O Programa é considerado um marco na trajetória das políticas públicas para a

agricultura familiar. O Programa diferencia-se de outras políticas públicas voltadas para o

desenvolvimento rural, em função de seu caráter inovador e, sobretudo porque é baseada na

concessão de crédito a uma categoria socialmente desprovida de condições que pudessem

garantir o acesso a empréstimos financeiros (ABRAMOVAY;VEIGA, 1999; CARNEIRO,

1997 e outros).

Guanziroli (2006, p. 01) apresentou um estudo, sobre os dez primeiros anos de

atuação do Programa. O autor destaca que

Após 10 anos de execução não cabe nenhuma dúvida que o programa se estendeu de forma considerável por todo o território nacional, ampliou o montante financiado, desenvolveu programas especiais para atender diversas categorias, assumiu a assistência técnica e reforçou a infraestrutura tanto dos próprios agricultores como dos municípios em que se encontra.

Entretanto, apesar dos avanços o autor tece algumas considerações com relação ao

Programa.
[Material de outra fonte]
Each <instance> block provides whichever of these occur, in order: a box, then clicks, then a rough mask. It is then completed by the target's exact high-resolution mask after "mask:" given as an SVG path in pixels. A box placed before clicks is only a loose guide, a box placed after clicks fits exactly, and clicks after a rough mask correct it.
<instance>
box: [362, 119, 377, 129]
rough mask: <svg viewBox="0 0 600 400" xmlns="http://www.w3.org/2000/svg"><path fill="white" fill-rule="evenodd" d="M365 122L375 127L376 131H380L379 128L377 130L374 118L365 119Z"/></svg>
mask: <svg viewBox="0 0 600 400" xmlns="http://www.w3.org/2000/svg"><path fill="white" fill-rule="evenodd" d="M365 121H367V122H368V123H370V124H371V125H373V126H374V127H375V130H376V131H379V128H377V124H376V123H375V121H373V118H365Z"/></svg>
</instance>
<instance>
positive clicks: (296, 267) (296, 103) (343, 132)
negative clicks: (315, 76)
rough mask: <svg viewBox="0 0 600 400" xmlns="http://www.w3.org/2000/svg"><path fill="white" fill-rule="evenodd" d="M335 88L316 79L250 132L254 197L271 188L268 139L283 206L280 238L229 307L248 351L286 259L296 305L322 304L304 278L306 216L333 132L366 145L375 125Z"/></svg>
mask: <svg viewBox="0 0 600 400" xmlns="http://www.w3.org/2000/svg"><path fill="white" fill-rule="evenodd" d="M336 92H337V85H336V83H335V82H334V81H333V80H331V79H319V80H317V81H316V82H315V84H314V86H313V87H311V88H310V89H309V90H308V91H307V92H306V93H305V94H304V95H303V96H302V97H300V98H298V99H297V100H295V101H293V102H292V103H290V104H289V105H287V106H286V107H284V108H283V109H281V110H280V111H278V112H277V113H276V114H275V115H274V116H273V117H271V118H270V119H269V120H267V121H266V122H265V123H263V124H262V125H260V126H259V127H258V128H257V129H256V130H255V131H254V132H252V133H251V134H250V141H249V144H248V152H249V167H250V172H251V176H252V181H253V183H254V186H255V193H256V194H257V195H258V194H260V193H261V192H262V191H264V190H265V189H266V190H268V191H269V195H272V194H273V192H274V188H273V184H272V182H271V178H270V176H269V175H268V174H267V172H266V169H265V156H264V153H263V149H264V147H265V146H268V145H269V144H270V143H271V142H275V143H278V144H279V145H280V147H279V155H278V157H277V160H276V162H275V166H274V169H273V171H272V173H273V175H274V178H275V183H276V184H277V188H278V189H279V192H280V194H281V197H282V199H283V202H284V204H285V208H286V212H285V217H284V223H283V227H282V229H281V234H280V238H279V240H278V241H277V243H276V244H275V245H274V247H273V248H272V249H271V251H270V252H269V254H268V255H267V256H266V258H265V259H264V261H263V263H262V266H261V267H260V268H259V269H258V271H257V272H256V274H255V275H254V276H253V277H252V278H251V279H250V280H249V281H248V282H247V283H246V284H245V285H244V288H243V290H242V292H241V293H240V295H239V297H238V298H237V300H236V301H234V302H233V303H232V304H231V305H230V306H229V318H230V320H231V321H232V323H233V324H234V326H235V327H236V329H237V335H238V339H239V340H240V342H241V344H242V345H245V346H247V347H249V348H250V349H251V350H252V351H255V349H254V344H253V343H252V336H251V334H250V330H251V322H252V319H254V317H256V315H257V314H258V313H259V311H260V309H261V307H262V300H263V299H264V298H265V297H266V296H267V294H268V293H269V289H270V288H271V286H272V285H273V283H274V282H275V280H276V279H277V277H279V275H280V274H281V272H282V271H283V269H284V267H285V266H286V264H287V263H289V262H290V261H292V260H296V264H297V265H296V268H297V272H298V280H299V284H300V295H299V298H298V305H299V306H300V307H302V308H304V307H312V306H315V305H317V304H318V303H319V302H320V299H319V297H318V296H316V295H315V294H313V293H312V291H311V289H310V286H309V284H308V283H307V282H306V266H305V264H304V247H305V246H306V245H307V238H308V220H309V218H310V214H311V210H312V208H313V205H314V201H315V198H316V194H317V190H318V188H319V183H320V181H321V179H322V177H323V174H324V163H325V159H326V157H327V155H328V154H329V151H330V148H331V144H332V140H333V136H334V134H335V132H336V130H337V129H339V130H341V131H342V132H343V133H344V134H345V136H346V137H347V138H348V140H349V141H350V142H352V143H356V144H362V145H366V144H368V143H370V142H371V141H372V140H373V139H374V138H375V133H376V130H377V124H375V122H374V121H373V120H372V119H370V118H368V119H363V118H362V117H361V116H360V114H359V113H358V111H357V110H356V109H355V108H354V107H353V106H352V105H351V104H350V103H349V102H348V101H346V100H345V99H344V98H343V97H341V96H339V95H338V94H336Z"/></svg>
Segundo o autor, um dos principais pontos a serem repensados seria a distribuição

dos recursos entre diferentes regiões e grupos de renda. Quem melhor resume essa crítica é

Petrelli (2004) quando observa que,

no leque do universo considerado como sendo o de agricultores familiares o grupo mais economicamente integrado tem recebido as benesses desta integração e conseguiu fazer parte do processo de modernização conservadora. Podemos verificar a alta participação das liberações para fumo e soja sobre o total financiado, lembrando que estes produtos têm ligação direta com a produção agroindustrial e de exportação. Paralelamente, verificamos a baixíssima participação de liberações para a produção de arroz, feijão e outros produtos dirigidos ao mercado interno. Haveria também domínio quase que total dos recursos na região Sul nos primeiros anos de implantação do PRONAF que estaria sendo contrabalançado nos anos posteriores. (PETRELLI, 2004, p. 77 apud GUANZIROLI, 2006, p.04).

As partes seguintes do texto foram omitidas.